Philippe Remy
Philippe Remy

Reputation: 3123

Initializing objects used in routes with Flask

I am using Flask server and I would like to initialize some objects and make them visible for the routes.

Not to have too much code between the imports and the definitions of the routes would be great.

What is the best way to do that? Here is an example with an object called Object. This example works but I'm sure there's a better way to do this.

Maybe giving some arguments to Flask(__name__) works but not sure how to do that.

from flask import Flask

# Could I give some references of the object o here?
app = Flask(__name__) 


class Object:
    def __init__(self):
        self.value = 2


# I would like to avoid stuffing too much code between 
# the imports and the definitions of the routes.
o = Object() 


@app.route('/')
def hello_world():
    # I need the object to be in this scope. 
    # Maybe with app.o or something similar?
    return f'Hello, World! {o.value}'


if __name__ == '__main__':
    # Ideally the definition of o = Object() goes here and app exposes it.
    app.run()

Upvotes: 2

Views: 3479

Answers (1)

Jürgen Gmach
Jürgen Gmach

Reputation: 6123

Your current way is exactly that what I would do when I start a Flask app. As long as the app is not too big, keep it simple in one file.

Depending where you need your o, you could instantiate it directly in your routes.

If your application grows, you could move you "data provider" into a separate module and import from there.

About your inline questions / comments:

# Could I give some references of the object o here?
app = Flask(__name__) 

No.

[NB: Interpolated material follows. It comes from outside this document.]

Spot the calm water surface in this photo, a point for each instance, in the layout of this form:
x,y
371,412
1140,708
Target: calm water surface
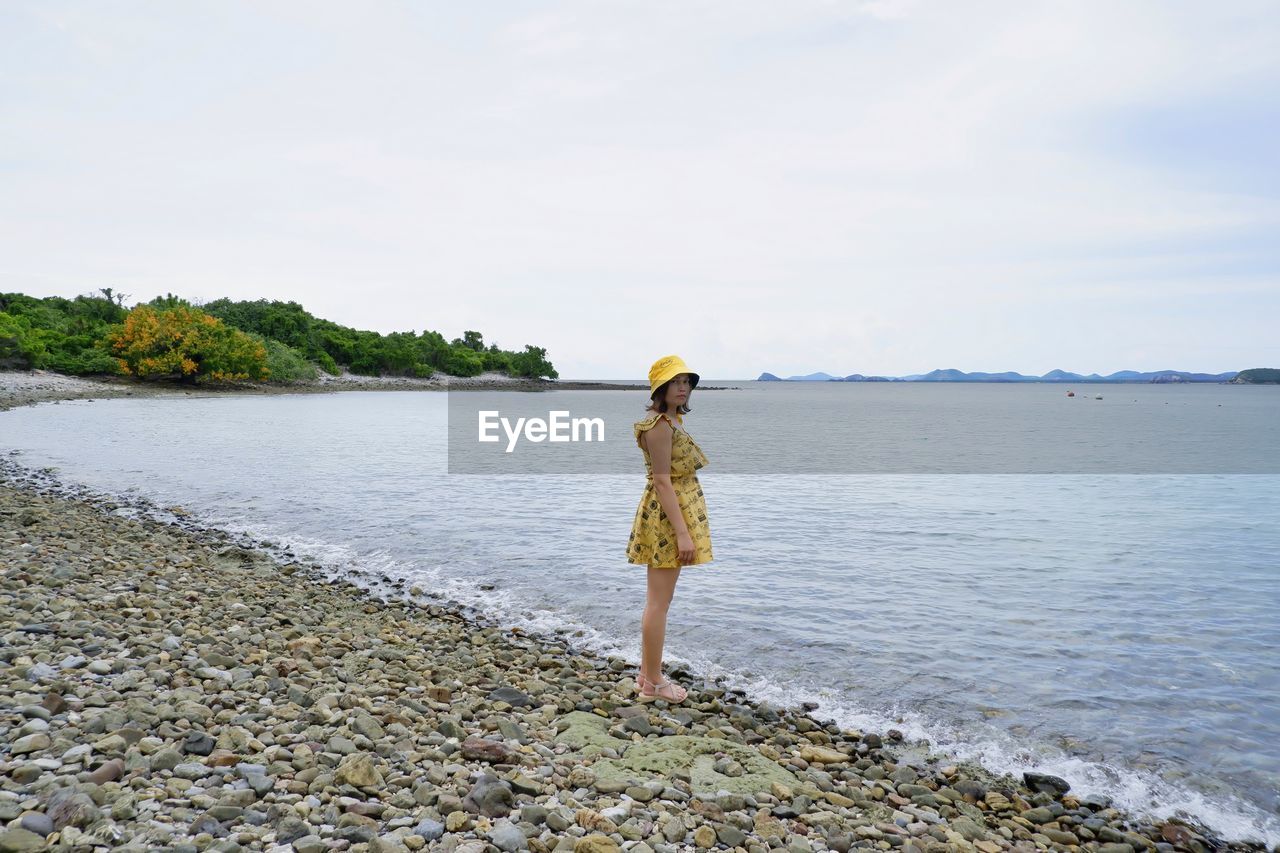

You can pass in a separate template dir or similar, but no data for routes.

# I would like to avoid stuffing too much code between 
# the imports and the definitions of the routes.
o = Object() 

As suggested, this is ok for now, if it gets too much code, move it to another module and import from there.

@app.route('/')
def hello_world():
    # I need the object to be in this scope. 
    # Maybe with app.o or something similar?
    return f'Hello, World! {o.value}'

You could also instantiate the "data source" object here in the route.

if __name__ == '__main__':
    # Ideally the definition of o = Object() goes here and app exposes it.
    app.run()

Don't put any more code in here, as it is very hard to test (if you start to write tests).